– Ita! Ita!

И тот заиграл с собственными вариациями излюбленную директором венгерскую, подпевая:

Extra Hungariam non est vita,
Si est vita, non est ita…[15]

Сам Иван Семенович и земляк его, профессор Билевич, вторили вполголоса.

На воспитанников, однако, наибольший эффект произвела известная песенка Беранже: «Le marquis de Carabas», которую, по общей просьбе гимназистов, с неподражаемой игривостью пропел Ландражен. Когда, около полуночи, все распрощались с гостеприимными хозяевами и молодежь стала подниматься по лестнице на свой третий этаж «для положения себя в постели», Кукольник затянул ту же песенку, очень удачно подражая Ландражену, а товарищи с одушевлением подхватили рефрен:

Chapeau bas! chapeau bas!
Gloire au marquis de Carabas![16]

А Гоголь? Он давно лежал под своим одеялом; но ему не спалось, и он беспокойно поворачивался с боку на бок, по временам лишь тяжко вздыхая.

– Ты о чем это, Никоша? – впросонках спросил его Данилевский, кровать которого отделялась от его кровати только табуретом.

Гоголь притворился спящим и пустил в ответ густой храп.

Не мог же он, в самом деле, признаться, что изорвал на мелкие лоскуточки единственный список своей драгоценной баллады «Две рыбки», которая, таким образом, навсегда утратилась для потомства.

Глава четвертая

Дошутился

Подходила масленица, а с ней и день гимназического спектакля. На долю Гоголя в озеровской трагедии выпала незначительная роль верховного жреца храма Эвменид, да и той он не мог подучить на зубок: очень уж тяжеловесны были эти «полуклассические» александрийские ямбы. Куда более занимала его сама обстановка театра, потому что, с разрешения начальства, на этот раз имелось в виду пригласить зрителями и живших и Нежине ближайших родственников молодых актеров, и, чтобы не ударить лицом в грязь, ставили «настоящие декорации», а Гоголю, как изрядному рисовальщику, поручили сооружение их и раскраску. Во время рекреаций, когда все прочие гимназисты гуляли, резвились, он не делал ни шагу из запасной классной комнаты, специально отведенной господам актерам, и с редким усердием клеил, малевал.

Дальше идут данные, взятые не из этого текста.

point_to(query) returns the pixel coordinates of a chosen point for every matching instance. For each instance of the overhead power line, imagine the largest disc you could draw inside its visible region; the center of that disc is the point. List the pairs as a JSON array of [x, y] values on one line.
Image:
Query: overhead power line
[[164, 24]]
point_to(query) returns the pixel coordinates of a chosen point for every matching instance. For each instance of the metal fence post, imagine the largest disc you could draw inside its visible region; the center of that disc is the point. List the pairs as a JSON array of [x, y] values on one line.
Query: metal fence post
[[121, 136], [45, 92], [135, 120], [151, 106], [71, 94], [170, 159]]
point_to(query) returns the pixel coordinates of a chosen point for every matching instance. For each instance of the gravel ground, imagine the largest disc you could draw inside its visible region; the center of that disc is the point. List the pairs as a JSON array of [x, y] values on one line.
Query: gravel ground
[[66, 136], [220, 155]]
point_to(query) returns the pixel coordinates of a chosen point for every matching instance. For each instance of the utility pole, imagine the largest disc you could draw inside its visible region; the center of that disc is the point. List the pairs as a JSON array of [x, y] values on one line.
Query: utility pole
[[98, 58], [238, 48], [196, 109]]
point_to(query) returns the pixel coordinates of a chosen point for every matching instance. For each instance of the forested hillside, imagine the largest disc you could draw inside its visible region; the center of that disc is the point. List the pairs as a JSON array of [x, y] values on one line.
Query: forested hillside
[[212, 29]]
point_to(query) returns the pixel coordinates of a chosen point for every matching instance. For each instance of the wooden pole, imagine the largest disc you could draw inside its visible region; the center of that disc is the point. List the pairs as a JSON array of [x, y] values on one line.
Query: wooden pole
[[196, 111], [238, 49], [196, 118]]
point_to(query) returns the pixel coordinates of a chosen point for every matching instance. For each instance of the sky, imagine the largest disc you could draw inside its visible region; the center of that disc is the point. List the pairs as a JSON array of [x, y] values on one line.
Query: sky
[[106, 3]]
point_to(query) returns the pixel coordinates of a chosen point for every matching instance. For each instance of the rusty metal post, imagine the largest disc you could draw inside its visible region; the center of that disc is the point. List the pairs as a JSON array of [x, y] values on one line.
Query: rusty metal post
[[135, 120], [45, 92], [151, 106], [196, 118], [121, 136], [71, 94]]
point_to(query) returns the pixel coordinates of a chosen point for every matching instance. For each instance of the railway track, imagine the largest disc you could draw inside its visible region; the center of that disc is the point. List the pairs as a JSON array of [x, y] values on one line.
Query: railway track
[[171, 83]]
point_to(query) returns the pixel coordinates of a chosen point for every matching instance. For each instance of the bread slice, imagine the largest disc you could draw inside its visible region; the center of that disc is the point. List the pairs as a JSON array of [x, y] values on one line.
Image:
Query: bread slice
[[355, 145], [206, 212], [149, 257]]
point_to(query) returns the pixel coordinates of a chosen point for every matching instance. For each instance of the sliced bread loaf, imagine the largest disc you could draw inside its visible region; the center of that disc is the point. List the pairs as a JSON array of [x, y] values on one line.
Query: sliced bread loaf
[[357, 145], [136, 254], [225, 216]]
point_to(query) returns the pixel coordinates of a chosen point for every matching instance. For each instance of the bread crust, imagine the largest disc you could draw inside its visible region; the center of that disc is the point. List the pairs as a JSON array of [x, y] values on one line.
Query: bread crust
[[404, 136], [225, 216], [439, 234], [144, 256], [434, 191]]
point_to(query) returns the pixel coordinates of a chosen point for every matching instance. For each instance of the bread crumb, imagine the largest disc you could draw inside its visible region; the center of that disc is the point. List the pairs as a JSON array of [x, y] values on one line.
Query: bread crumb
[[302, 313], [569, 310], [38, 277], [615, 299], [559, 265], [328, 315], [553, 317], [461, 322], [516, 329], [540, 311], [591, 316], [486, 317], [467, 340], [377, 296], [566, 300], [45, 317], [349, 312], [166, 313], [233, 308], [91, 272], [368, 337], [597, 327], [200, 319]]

Раз, впрочем, Данилевский застал его там и за другим делом: Гоголь держал в руках ручное зеркальце и корчил сам себе уморительные рожи.

– Ты что это, Никоша, мимику, что ли, изучаешь? – спросил Данилевский.

– А то как же? – был ответ. – Ведь коли играть этакого столетнего старикашку, так надо и выглядеть стариком. Вот зубы только мешают: никак не могу добиться, чтобы нос сходился с подбородком, погляди-ка.

Данилевский расхохотался: благодаря крючковатому носу и выдающемуся подбородку, друг его почти достигал уже своей цели.

– Ну что, изряднехонько?

– Превосходно! Только вот что я тебе скажу, дружище: ты забываешь, что у верховного жреца должен быть вид строгий, величественный, а у тебя выходит, извини, какая-то карикатура на жреца, замухрышка, над которым не грех и посмеяться.

– Что и требовалось доказать. По крайней мере, увидят, что в этакой ходульной пьесе гораздо более комизма, чем трагизма.

– Ничего не увидят, как разве то, что ты не трагик, а комик. Но это и без того нам всем известно.

– По природе-то я не комик, а меланхолик, – серьезно и как бы с оттенком грусти промолвил Гоголь, – наши товарищеские игры, например, не доставляют мне ни малейшего удовольствия…

– Вот то-то и удивительно, – подхватил Данилевский, – как объяснить себе такое противоречие в твоей натуре? Ставить других в нелепое, смешное положение, напротив, доставляет тебе большое удовольствие.

– Потому что этим я разгоняю свое тоскливое настроение. Да и моя ли вина в том, что у меня есть некоторый дар подмечать все смешное?